Ben Giles//October 28, 2013

Some panel members say Arizona’s income tax system is fine after all

Ben Giles//October 28, 2013

PauseMembers of a panel tasked with studying Arizona’s personal income tax system said that while flattening or doing away with the income tax may be a popular talking point, the state’s current system is reasonably fair and may not need a major overhaul.

The Joint Task Force on Income Tax Reform ended its Oct. 17 meeting much the same way it has several other gatherings in the past months, pondering what exactly the panel wants to recommend to the Legislature as far as altering Arizona’s income tax rates.

Rep. J.D. Mesnard, who organized the task force, hasn’t pulled any punches, arguing that he’s in favor of a single rate system that, he said, would provide a fairer approach to taxpayers overall.  Arizona currently employs a five-rate system broken into tiers based on an individual or household’s income.

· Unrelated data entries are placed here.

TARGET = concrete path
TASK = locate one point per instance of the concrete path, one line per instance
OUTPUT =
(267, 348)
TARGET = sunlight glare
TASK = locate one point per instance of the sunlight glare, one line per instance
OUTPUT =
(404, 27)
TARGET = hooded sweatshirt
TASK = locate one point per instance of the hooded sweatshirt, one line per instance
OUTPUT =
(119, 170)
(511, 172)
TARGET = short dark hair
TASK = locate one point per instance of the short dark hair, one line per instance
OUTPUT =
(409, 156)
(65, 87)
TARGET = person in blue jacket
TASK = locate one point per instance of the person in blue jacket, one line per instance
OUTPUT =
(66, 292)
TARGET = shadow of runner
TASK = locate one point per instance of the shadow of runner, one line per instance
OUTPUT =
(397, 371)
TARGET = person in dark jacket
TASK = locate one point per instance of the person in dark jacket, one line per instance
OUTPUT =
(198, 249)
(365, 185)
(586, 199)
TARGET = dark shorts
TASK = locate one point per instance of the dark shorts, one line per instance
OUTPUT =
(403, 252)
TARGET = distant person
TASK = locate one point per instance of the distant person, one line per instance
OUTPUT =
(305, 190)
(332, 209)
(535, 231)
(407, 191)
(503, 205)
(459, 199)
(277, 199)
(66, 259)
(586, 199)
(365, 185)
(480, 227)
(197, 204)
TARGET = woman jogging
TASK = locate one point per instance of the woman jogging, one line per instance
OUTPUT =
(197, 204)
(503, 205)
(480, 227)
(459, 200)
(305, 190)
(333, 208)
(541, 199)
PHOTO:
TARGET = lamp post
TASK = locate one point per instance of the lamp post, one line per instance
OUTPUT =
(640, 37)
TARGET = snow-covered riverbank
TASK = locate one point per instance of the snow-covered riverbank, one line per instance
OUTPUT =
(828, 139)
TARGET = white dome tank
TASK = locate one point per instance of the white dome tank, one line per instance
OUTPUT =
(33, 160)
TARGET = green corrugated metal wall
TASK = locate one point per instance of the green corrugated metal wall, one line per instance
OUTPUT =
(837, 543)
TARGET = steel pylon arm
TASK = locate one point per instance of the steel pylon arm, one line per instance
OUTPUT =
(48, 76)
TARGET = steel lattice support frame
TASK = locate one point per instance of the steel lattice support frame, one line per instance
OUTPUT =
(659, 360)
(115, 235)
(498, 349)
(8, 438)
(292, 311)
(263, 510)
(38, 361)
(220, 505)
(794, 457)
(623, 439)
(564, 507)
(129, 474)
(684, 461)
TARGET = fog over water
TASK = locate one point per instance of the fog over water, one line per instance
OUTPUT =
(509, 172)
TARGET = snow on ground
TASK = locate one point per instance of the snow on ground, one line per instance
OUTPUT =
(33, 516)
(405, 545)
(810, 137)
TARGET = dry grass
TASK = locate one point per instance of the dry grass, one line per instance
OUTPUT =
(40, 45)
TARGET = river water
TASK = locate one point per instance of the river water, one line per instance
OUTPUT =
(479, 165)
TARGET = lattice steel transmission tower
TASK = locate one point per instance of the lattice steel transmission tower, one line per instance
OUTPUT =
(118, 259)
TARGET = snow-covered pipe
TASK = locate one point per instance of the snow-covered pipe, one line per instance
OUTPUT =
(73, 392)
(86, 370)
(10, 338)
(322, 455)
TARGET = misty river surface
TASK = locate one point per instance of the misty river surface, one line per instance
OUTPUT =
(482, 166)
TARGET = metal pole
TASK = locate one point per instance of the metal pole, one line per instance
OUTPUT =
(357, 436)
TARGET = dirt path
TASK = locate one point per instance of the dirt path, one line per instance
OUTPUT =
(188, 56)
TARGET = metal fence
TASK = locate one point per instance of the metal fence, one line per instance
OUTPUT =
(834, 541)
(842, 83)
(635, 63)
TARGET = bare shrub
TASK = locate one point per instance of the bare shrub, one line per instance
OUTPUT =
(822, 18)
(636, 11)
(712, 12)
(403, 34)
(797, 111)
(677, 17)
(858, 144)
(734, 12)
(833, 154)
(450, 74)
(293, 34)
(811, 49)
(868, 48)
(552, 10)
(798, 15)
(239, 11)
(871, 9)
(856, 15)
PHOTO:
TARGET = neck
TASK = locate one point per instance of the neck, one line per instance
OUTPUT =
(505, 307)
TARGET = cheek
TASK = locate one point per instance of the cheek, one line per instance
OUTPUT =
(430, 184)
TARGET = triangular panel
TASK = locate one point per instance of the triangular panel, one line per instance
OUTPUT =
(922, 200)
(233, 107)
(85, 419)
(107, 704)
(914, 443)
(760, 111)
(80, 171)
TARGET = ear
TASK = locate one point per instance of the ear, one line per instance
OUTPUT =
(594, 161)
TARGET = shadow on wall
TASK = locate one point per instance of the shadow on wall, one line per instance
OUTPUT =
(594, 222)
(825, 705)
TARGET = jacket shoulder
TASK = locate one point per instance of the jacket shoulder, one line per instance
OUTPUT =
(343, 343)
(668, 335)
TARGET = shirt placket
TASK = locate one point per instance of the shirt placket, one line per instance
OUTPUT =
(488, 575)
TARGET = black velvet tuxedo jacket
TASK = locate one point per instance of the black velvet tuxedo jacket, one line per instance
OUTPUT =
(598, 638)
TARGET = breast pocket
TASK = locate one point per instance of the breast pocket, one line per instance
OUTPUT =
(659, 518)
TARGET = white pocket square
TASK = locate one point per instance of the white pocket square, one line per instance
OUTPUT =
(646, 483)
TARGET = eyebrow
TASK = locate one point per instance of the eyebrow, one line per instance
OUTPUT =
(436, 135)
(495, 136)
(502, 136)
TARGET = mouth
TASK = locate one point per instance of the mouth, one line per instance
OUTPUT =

In previous weeks, other members of the task force have pushed for an elimination of the income tax entirely. Goldwater Institute Economist Stephen Slivinski argued in September that the personal income tax is one of the most volatile of taxes collected by the state, and is a damper on Arizona’s economic development.

Much of each week’s discussion has been spent on philosophical debates about which tax system is best for Arizona taxpayers and the economy. But some economists and small business leaders on the panel arrived at a consensus last week that changes to the current system may not be required at all.

“I spend a great deal of time in the trenches, and there are certain states and many federal provisions that simply stated, are obnoxious,” said Peggy Ullmann, an accountant and expert on local and national accounting policy. “And you know, I don’t feel that way about Arizona’s taxing system. It’s reasonably logical, it is not obnoxious, so I applaud us on that front.”

As the saying goes, if it ain’t broke, don’t fix it.

“The worst thing that we would want to do is change tax policy and not identify that something is broken and something is really needed,” said economist Jim Rounds.

Mesnard, R-Chandler, has repeatedly told the panel he never assumed things were broken — only that “things can be better.”

So far the task force has identified some minor tweaks that can be made to the tax code, discrepancies between the state and federal income tax system that, if ironed out from the state’s side, could at least clean up Arizona statutes, Mesnard said.

But on the larger topic of major overhauls to the tax code, the task force still has work to do, he admitted.

“I do want to get to a point where we can make recommendations, and I would prefer they be as specific as possible, because the less specific they are the more bogged down they’ll get in the legislative process,” Mesnard said.

Mesnard called the task force together to avoid just that — the legislative death of a bill to alter the state’s income tax, as has been the case several times over the years.

Most recently, a 2011 effort by then-Rep. Steve Court to create a pure flat tax for all income levels passed the House but was pulled back in the Senate once lawmakers, trade associations and taxpayers began to understand the bill’s impact.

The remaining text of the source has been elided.